“We have to reach out to others. We have to support other struggles. It all connects.”
Kathy Masaoka is a Japanese American community leader whose activism and advocacy work began in the 1970s. She is the co-chair of Nikkei for Civil Rights & Redress, which celebrates its 40th anniversary next year.
Kathy Masaoka was born outside the Japanese American internment camps, but the after-effects of the executive order have shaped her entire life and perspective.
In 1941, in the wake of Japan’s attack on Pearl Harbor, President Franklin D. Roosevelt ordered the forced relocation and incarceration of nearly 120,000 people of Japanese ancestry into internment camps. Nearly three-quarters of the people who were sent to the camps were United States citizens, their right to due process violated. Kathy’s mother, who’d been sent to the Gila River camp in Arizona, had seen her father, Kathy’s grandfather, taken away by the FBI.
Though never explicitly stated by her parents, Kathy and her sister understood that they needed to do their best to be “white” and fit into the norms of American society. She was even sent to Immaculate Heart High School in Los Feliz — at the time an almost all-white Catholic high school — because her mother, she suspected, had aspirations for her to be accepted as “100% American.”
Of course, that never sat right with Kathy, who tried and failed to reconcile her Japanese and American identities, even going as far to move to Japan for a few years. After struggling with her identity her entire childhood, Kathy found answers in activism during her time at the University of California, Berkeley, which had just birthed its Asian American studies program amidst the energy of the anti-Vietnam War movement.
Post-college, Kathy arrived in Los Angeles and dove into activist work on issues ranging from youth, workers, civil rights and housing in Little Tokyo. Then, in 1980, she joined a group of Nikkei, or Japanese Americans, who came together from all across the United States to create a national network with chapters in San Francisco, San Jose and New York.

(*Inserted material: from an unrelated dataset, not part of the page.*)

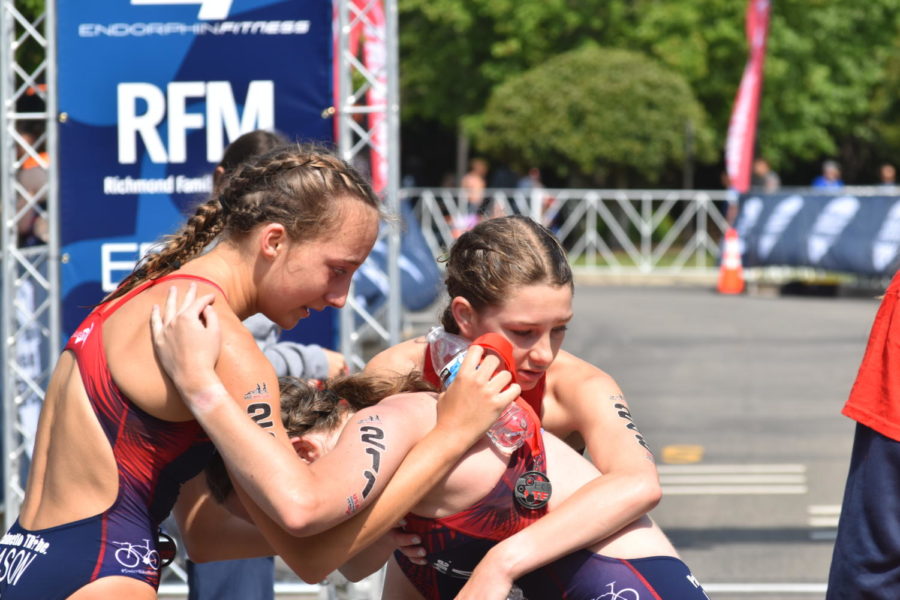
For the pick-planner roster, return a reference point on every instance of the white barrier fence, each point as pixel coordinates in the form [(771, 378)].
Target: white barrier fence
[(626, 231)]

They called themselves the Nikkei for Civil Rights & Redress (NCRR), and they wanted an apology and monetary reparations for what the United States government had done to Japanese Americans during World War II.
The group worked with the Japanese American Citizens League, the National Council for Japanese American Redress and the Nikkei members of Congress to win passage of the Civil Liberties Act of 1988. Obtaining redress did two things for the Japanese American community: First and foremost, it gave the community the confidence and strength to continue to speak out. Second, it taught them the importance of solidarity. “During the redress campaign, we realized that we couldn’t win it alone. We have to reach out to others,” Kathy said. “We have to support other struggles. It all connects.”
Kathy is now co-chair of NCCR, which will celebrate its 40th anniversary next year. One of her priorities is to support Nikkei Progressives, a multi-generational community organization created for the younger Japanese American generation. She also takes time to support Vigilant Love Coalition, a grassroots movement founded together by Muslim American and Japanese American activists to fight Islamophobia. Kathy draws parallels between the two communities. “We understood the fear and the way the Muslim community would be looked at after 9/11 happened. It was what our families felt after Pearl Harbor. We began to think about the long-term effect. What would they start doing? And it kinda did happen. We saw people and children who wanted to hide their Muslim identity.”
For Kathy, it is not about making a stand for one particular group. It’s about supporting all groups who are being discriminated against. “It’s not a matter of one struggle, and we’re done,” Kathy said. “It’s kind of a lifetime of having to stand up and speak out.”